Unit (resource/frontend) testing template

Unit testing requires a lot of time and investment. One of the important things to safe keep this investment is building on good infrastructure. While we are all used to design production code, designing our tests and test infrastructure is in many cases forgotten or the time needed is simply not there. In many cases the requirements for the test set also grow (just like real requirements). Sometimes testing can even become a project inside the project. I have gathered some testing practices I’ve became used with over the years and put them in a small project, which you can find here: github unit-testing

It is a Spring/Spring MVC webapp using JPA (Hibernate as provider) for persistence and TestNG, Spring test support, selenium2 for testing.

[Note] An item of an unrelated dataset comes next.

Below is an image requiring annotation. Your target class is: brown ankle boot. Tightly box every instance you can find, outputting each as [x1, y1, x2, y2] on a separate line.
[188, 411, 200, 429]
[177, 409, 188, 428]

There are 3 types of test covered: basic unit test, unit resource test and front end test (unit resource tests with a flavor).

The basic unit tests give an idea how you can use Spring within your tests or use its MVC test extensions to test for example application controllers . The unit resources tests give a strategy for testing code that is depended on a resource, but cannot be fully tested without that resource (eg. dummies, mocks or stubs are not the best alternative). For example repositories depending on a RDBMS. In that case we work with an embedded database which allows to test our repositories very close to their production environment.

The front end tests require some extra features as they need to communicate with the database booted inside the deployed application. Also, to make it interesting I have put a repository that depends on an “not further specified” sub system for which no in memory equivalents exists. A stub is put into place in the deployed application which is remotely controllable from within the test. This allows you to have the data setup from the test for both resources (the one requiring a database and this one requiring the sub system) in the test. The data for both resources is setup and removed in scope of each test method (or tat least each test). Alternatives likes simulators have the data deployed together with the application which makes it brittle for changes. (eg. the data is automatically shared for all tests and packed together in one place)

The project is Maven enabled; importing it should be zero hassle. Surefire and failsafe (+cargo) are also configured, so all your tests (including the front end tests) are executed when performing a build with Maven. Since there are no dependencies whatsoever (besides the one defined in the pom) you can add this kind of project directly to your CI hassle-free.

There is also a PDF explaining some of the ideas, but it was put together in short time, so don’t expect too much from it. Feel free to share your testing strategies!